In the torque control mode of the actuators, the driving forces are given directly.

  1. 1.

    Assuming that the input displacement d i of the ith actuator is followed, in other words, it is not determined by the driving force, the displacement coordination condition \( (d_{1} = d_{2} ) \) of the 2RPR+P mechanism is always met. Therefore, in this case, the driving forces of the two limbs can also be arbitrarily distributed.

  2. 2.

    Assuming that the input displacements of the actuators are determined by the driving forces, i.e., \( d_{i} = F_{i} /A_{i} \), the two driving forces are uniquely solved by combining the displacement coordination equation and the force equilibrium equation of the mechanism, as shown in Eq. (5).

  3. 3.

    Assuming that the input displacement d 1 of the actuator within the first RPR limb is determined by its driving force f 1, while the input displacement d 2 within the second RPR limb is followed, the displacement coordination condition \( (d_{1} = d_{2} ) \) can always be satisfied. Therefore, in this assumption, the driving forces of the 2RPR+P redundantly actuated PM can also be arbitrarily distributed on the condition that the force equilibrium equation of the mechanism is met.

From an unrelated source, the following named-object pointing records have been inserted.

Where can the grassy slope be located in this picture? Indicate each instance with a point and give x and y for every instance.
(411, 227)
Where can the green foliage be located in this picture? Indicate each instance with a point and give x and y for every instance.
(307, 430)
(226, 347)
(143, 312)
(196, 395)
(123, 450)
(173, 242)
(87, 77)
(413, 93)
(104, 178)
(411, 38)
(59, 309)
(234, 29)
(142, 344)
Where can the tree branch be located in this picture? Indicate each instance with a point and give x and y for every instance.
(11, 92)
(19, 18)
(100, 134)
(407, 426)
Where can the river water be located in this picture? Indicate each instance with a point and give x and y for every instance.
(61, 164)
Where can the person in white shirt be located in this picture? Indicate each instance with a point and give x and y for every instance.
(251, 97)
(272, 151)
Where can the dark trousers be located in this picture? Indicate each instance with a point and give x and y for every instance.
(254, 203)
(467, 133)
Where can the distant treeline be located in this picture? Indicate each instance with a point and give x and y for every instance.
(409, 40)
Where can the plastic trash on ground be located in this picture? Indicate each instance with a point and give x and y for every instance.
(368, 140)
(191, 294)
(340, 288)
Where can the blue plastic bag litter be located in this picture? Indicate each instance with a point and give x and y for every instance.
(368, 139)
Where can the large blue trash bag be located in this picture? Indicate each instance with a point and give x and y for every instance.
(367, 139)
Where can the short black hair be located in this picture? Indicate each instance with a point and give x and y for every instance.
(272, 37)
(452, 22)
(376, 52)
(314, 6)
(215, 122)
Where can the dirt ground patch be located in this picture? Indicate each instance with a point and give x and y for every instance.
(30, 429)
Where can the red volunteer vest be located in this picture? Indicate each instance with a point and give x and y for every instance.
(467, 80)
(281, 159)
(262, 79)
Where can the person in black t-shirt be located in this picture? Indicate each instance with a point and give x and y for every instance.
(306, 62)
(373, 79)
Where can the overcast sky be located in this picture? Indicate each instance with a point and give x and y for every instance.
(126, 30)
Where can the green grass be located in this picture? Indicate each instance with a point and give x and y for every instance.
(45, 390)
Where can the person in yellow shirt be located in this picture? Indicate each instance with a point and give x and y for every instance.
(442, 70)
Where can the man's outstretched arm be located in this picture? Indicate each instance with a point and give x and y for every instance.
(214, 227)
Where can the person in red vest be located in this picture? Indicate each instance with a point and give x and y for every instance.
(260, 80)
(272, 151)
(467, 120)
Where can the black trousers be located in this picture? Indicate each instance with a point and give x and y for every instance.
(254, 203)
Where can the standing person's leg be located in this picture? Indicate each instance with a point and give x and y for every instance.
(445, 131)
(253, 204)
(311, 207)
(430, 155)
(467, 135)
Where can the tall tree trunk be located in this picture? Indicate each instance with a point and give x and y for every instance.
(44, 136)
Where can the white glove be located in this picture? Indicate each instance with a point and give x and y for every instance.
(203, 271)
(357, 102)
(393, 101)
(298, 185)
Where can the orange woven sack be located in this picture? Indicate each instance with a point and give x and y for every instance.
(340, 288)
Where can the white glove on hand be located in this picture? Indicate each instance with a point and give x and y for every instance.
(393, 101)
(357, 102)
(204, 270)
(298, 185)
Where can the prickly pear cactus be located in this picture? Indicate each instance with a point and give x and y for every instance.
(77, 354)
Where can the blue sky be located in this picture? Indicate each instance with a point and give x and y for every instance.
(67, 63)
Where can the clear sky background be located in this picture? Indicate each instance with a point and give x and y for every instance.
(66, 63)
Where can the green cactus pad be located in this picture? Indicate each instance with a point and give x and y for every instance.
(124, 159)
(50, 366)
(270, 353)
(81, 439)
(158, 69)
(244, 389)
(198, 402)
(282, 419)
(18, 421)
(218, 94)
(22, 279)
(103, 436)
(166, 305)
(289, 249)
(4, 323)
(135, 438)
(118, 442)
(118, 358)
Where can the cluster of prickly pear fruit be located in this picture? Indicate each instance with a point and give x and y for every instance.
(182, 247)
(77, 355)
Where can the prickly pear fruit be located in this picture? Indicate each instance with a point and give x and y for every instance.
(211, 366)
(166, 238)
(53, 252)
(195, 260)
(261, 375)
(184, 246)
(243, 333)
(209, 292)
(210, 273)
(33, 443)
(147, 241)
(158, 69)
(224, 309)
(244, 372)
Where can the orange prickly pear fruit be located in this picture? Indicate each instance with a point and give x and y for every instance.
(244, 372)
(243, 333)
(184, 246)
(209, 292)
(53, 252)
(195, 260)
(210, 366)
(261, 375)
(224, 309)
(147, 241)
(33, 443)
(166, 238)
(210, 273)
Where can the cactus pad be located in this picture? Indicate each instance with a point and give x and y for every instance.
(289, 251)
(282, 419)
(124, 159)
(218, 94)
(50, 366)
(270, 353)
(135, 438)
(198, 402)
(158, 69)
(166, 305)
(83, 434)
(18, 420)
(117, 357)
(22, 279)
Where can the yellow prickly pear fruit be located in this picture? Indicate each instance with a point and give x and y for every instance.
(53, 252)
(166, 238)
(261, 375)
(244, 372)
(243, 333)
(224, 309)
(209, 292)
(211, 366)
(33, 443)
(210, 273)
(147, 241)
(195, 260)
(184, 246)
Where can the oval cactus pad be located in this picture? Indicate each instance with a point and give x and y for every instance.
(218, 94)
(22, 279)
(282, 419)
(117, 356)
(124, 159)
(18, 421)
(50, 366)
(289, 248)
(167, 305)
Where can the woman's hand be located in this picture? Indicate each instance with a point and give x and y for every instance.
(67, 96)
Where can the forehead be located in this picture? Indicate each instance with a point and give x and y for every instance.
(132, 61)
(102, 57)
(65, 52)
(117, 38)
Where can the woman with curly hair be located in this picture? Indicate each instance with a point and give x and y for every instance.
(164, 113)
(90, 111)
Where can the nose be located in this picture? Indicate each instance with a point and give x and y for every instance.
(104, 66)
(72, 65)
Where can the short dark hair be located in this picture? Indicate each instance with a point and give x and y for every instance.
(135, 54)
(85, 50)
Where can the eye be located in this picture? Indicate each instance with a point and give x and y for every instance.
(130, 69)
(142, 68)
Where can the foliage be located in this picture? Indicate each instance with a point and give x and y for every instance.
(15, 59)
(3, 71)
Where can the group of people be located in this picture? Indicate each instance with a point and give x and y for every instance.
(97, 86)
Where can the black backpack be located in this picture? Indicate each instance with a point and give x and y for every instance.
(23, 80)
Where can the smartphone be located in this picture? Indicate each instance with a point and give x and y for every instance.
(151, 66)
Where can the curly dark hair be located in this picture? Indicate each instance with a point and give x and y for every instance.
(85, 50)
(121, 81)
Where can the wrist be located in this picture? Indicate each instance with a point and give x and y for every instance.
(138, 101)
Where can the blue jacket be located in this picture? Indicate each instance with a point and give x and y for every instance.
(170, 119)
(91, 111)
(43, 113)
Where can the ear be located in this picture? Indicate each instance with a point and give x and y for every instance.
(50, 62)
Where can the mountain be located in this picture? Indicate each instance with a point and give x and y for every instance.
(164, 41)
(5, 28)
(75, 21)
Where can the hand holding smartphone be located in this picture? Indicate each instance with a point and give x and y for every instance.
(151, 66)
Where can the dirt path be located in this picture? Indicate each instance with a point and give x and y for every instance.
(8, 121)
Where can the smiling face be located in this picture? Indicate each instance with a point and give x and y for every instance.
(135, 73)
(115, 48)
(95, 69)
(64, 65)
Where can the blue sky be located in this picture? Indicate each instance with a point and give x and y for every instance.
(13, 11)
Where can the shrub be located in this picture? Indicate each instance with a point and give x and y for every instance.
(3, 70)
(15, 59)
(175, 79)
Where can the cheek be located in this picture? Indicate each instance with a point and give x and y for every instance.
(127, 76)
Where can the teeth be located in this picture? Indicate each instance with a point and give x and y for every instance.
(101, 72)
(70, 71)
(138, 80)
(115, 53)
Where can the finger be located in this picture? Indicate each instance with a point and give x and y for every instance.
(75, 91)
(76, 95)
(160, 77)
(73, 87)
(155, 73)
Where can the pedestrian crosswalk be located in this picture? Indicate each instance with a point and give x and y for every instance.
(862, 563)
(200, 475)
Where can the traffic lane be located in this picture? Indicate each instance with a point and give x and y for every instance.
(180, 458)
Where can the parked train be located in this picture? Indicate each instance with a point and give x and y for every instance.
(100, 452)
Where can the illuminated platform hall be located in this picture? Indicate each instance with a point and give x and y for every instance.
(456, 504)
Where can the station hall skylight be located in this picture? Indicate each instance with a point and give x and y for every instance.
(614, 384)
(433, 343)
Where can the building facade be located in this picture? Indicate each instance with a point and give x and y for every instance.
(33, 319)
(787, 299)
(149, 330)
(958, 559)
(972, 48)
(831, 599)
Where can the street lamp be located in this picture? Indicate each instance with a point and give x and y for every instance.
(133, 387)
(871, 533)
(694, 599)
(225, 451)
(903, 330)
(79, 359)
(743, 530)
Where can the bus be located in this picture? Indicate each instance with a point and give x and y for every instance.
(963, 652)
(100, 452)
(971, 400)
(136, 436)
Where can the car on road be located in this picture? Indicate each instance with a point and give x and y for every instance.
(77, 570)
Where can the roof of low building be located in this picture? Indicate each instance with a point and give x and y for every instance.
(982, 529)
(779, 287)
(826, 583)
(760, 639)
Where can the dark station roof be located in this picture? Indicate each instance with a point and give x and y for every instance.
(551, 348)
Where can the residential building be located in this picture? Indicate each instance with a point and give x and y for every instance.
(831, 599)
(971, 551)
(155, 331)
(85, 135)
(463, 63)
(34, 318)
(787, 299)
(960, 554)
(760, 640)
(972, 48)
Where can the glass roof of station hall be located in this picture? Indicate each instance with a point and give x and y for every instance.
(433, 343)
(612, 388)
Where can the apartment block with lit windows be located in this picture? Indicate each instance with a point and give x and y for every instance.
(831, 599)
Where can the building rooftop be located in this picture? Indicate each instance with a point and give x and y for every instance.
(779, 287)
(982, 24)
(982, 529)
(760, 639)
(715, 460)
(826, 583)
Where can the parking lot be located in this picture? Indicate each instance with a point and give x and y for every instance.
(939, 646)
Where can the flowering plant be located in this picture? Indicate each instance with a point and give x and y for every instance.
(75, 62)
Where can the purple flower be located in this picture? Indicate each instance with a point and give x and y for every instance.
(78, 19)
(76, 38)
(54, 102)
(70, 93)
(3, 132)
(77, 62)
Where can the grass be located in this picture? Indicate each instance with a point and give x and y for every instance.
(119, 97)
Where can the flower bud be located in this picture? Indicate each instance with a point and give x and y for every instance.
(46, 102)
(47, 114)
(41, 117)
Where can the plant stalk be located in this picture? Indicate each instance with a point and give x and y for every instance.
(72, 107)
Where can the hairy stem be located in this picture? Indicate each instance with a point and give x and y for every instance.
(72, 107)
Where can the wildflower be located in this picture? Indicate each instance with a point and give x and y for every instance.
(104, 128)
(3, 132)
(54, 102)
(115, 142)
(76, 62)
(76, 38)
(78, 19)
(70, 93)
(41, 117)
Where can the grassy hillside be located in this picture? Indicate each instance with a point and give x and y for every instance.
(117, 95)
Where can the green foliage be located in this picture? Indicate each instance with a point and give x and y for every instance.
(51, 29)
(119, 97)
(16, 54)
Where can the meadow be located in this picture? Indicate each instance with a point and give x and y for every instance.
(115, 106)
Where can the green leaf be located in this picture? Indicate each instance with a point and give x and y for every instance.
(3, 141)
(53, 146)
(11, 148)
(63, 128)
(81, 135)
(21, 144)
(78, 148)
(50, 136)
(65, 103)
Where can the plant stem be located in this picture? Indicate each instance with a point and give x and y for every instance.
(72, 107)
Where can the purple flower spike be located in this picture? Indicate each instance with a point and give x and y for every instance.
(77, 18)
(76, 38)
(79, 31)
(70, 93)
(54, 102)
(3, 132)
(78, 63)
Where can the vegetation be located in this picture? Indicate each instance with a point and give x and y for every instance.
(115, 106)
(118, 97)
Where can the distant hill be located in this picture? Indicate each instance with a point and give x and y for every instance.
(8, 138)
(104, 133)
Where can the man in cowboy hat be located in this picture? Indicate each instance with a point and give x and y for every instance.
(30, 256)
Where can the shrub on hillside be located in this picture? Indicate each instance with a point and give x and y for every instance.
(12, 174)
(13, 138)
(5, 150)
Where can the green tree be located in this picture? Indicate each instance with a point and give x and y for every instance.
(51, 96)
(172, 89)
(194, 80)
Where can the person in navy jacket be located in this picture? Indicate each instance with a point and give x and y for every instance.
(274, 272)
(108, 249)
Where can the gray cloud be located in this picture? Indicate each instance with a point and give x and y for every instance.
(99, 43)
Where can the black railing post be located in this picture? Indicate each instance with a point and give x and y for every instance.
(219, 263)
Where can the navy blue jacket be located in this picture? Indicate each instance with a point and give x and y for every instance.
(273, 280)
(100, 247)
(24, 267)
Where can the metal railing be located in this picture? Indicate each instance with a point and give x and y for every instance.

3.2 Driving Forces/Torques Distribution Considering the Stiffness of the System

When the stiffness of the system is taken into consideration, the displacement coordination condition of the redundantly actuated mechanisms is shown in Eq. (1).

  1. 1.

    Under the first assumption described in the position control mode of the actuators in Sect. 3.1, the displacement coordination condition shown in Eq. (1) can be rearranged as

    $$ \frac{{F_{1} }}{{k_{1} }} - \frac{{F_{2} }}{{k_{2} }} = d_{2} - d_{1} . $$
    (7)

    On the basis of the force equilibrium equation of the mechanism, the two driving forces of the 2RPR+P mechanism can be arbitrarily distributed, since Eq. (7) is always satisfied.

  2. 2.

    Under the second assumption described in the position control mode of the actuators in Sect. 3.1, as shown in Eq. (2), the following equations can be gotten

    $$ \left\{ {\begin{array}{*{20}l} {A_{1} d_{1} + A_{2} d_{2} = F} \hfill \\ {d_{1} + \frac{{A_{1} d_{1} }}{{k_{1} }} = d_{2} + \frac{{A_{2} d_{2} }}{{k_{2} }}} \hfill \\ \end{array} } \right.. $$
    (8)

    from which we can get

    $$ \left\{ {\begin{array}{*{20}c} {F_{1} = \frac{{k_{1} A_{1} \left( {k_{2} + A_{2} } \right)}}{{k_{1} A_{1} \left( {k_{2} + A_{2} } \right) + k_{2} A_{2} \left( {k_{1} + A_{1} } \right)}}F} \\ {F_{2} = \frac{{k_{2} A_{2} \left( {k_{1} + A_{1} } \right)}}{{k_{1} A_{1} \left( {k_{2} + A_{2} } \right) + k_{2} A_{2} \left( {k_{1} + A_{1} } \right)}}F} \\ \end{array} .} \right. $$
    (9)

    It can be seen from Eq. (9) that the two driving forces can not be distributed arbitrarily in this assumption.

  3. 3.

    Under the third assumption described in the position control mode in Sect. 3.1, Eq. (1) can be rearranged as

    $$ \frac{{A_{1} d_{1} }}{{k_{1} }} + d_{1} = \frac{{F_{2} }}{{k_{2} }} + d_{2} . $$
    (10)

    If the two driving forces are distributed arbitrarily under the condition that \( F_{1} + F_{2} = F \), Eq. (10) is always met. Consequently, in this case, the driving forces can be distributed arbitrarily through changing the input displacement of the actuator within the non-redundant limb.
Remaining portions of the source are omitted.